An overview of the role of neutrophils in innate immunity, inflammation and host-biomaterial integration

Abstract

Despite considerable recent progress in defining neutrophil functions and behaviors in tissue repair, much remains to be determined with regards to its overall role in the tissue integration of biomaterials. This article provides an overview of the neutrophil's numerous, important roles in both inflammation and resolution, and subsequently, their role in biomaterial integration. Neutrophils function in three primary capacities: generation of oxidative bursts, release of granules and formation of neutrophil extracellular traps (NETs); these combined functions enable neutrophil involvement in inflammation, macrophage recruitment, M2 macrophage differentiation, resolution of inflammation, angiogenesis, tumor formation and immune system activation. Neutrophils exhibit great flexibility to adjust to the prevalent microenvironmental conditions in the tissue; thus, the biomaterial composition and fabrication will potentially influence neutrophil behavior following confrontation. This review serves to highlight the neutrophil's plasticity, reiterating that neutrophils are not just simple suicidal killers, but the true maestros of resolution and regeneration.

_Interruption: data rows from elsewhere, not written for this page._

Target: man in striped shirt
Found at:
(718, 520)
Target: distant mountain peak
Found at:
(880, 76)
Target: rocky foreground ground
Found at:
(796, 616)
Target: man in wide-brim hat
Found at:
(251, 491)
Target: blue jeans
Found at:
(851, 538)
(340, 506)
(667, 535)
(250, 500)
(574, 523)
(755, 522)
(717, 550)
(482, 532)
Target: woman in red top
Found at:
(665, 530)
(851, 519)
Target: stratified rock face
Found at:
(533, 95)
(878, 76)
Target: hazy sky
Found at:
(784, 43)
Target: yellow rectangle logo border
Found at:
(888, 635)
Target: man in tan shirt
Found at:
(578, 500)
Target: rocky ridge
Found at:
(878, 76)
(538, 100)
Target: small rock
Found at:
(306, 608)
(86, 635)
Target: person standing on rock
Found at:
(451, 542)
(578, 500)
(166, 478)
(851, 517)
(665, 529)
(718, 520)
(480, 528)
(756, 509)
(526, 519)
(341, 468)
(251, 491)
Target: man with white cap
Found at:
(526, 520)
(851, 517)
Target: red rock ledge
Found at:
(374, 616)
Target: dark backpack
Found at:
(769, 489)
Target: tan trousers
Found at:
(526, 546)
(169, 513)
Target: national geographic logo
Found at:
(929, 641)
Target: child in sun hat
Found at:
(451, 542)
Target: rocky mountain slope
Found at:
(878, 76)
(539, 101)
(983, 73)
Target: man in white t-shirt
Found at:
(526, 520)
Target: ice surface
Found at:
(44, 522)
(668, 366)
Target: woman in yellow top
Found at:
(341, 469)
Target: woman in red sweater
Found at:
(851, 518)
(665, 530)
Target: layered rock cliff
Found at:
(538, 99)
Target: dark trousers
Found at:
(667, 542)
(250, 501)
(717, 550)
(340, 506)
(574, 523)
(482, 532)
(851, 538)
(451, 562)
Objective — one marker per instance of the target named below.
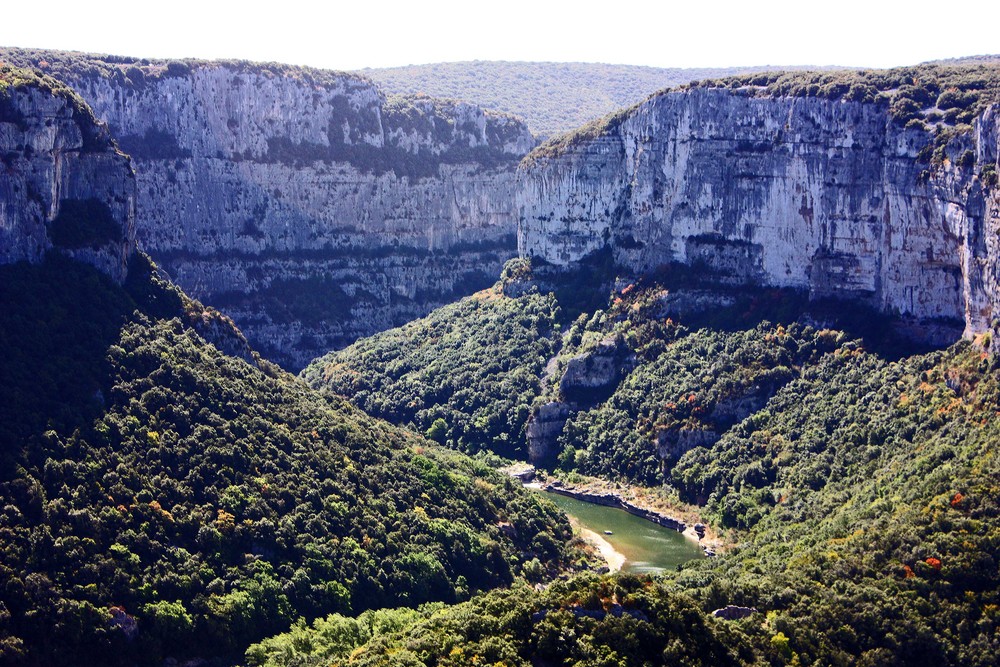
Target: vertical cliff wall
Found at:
(304, 203)
(63, 183)
(832, 196)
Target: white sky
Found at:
(383, 33)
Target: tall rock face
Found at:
(305, 204)
(64, 185)
(830, 196)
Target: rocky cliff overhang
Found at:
(64, 185)
(832, 196)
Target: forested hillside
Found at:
(856, 474)
(161, 499)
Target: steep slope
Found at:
(65, 184)
(161, 500)
(552, 98)
(473, 365)
(314, 209)
(855, 478)
(587, 621)
(877, 187)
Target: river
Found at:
(646, 546)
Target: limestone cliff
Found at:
(304, 203)
(63, 184)
(833, 196)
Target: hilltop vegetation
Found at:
(161, 499)
(942, 99)
(552, 98)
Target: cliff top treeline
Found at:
(939, 98)
(72, 64)
(551, 97)
(13, 78)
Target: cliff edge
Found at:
(886, 196)
(64, 184)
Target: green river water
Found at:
(646, 546)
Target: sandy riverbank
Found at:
(614, 559)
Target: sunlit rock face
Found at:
(64, 186)
(310, 208)
(832, 197)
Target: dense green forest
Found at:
(587, 621)
(856, 475)
(472, 367)
(552, 98)
(161, 499)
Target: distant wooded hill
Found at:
(551, 97)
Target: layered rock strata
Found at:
(305, 204)
(64, 185)
(833, 197)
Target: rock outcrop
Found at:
(834, 197)
(64, 185)
(303, 203)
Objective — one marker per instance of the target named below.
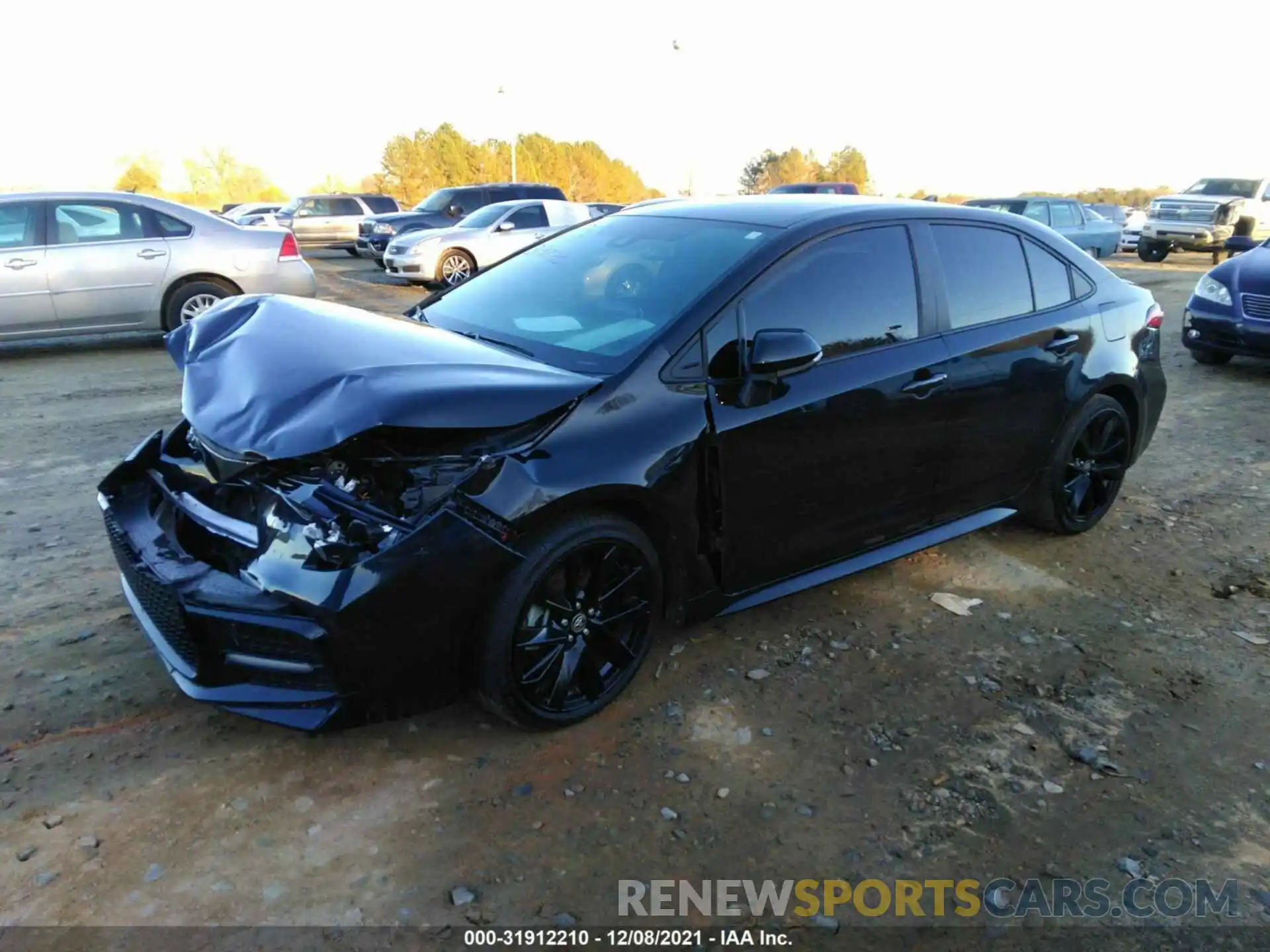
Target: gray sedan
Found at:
(103, 262)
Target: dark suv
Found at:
(441, 210)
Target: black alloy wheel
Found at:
(1086, 471)
(573, 623)
(1096, 466)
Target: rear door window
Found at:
(984, 274)
(84, 222)
(1037, 211)
(1064, 215)
(380, 205)
(21, 223)
(532, 216)
(346, 206)
(1050, 282)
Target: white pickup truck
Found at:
(1205, 216)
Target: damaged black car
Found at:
(669, 413)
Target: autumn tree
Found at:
(792, 167)
(142, 177)
(413, 167)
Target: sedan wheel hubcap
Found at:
(455, 270)
(1096, 466)
(583, 627)
(196, 306)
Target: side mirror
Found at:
(779, 353)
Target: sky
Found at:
(970, 98)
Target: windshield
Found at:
(439, 201)
(483, 218)
(589, 298)
(1244, 188)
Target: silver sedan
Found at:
(103, 262)
(483, 239)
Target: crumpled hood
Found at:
(285, 376)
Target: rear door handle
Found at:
(1061, 346)
(925, 386)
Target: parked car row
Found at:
(91, 263)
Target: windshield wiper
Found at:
(495, 342)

Keywords: NETosis; host response; inflammation; neutrophil; tissue engineering; tissue regeneration.

Figure 1.

Neutrophil crosstalk with immune and humoral cells and relevant chemical signals that influence and compose the inflammatory response and pathway to resolution via the neutrophil.

Figure 2.

Schematic of the neutrophil undergoing NETosis.

Figure 3.

Scanning electron micrograph (scale bar represents 1 µm) of NETs trapping/entangling pathogens [22]. Reprinted with permission from original publisher. © 2012 Brinkmann and Zychlinksy. Journal of Cell Biology. 198:773-783,doi:10.1083/jcb.201203170.

Figure 4.

Schematic relays the distinct differences between N1 (anti-tumoral) and N2 (pro-tumoral) neutrophils.

Figure 5.

Representative fluorescent images of freshly isolated neutrophils seeded onto polydioxanone electrospun templates at 3 hrs. Top panel a is a large fiber diameter (1.9 ± 1 µm) template while bottom panel B shows a small fiber diameter (0.3 ± 0.1 µm) template eliciting a greater amount of NET extrusion. The stains utilized are DAPI (blue) for nuclei and SYTOX green (green) for extracellular chromatin, or NETs. For both images, magnification is 40× and scale bar is 50 µm.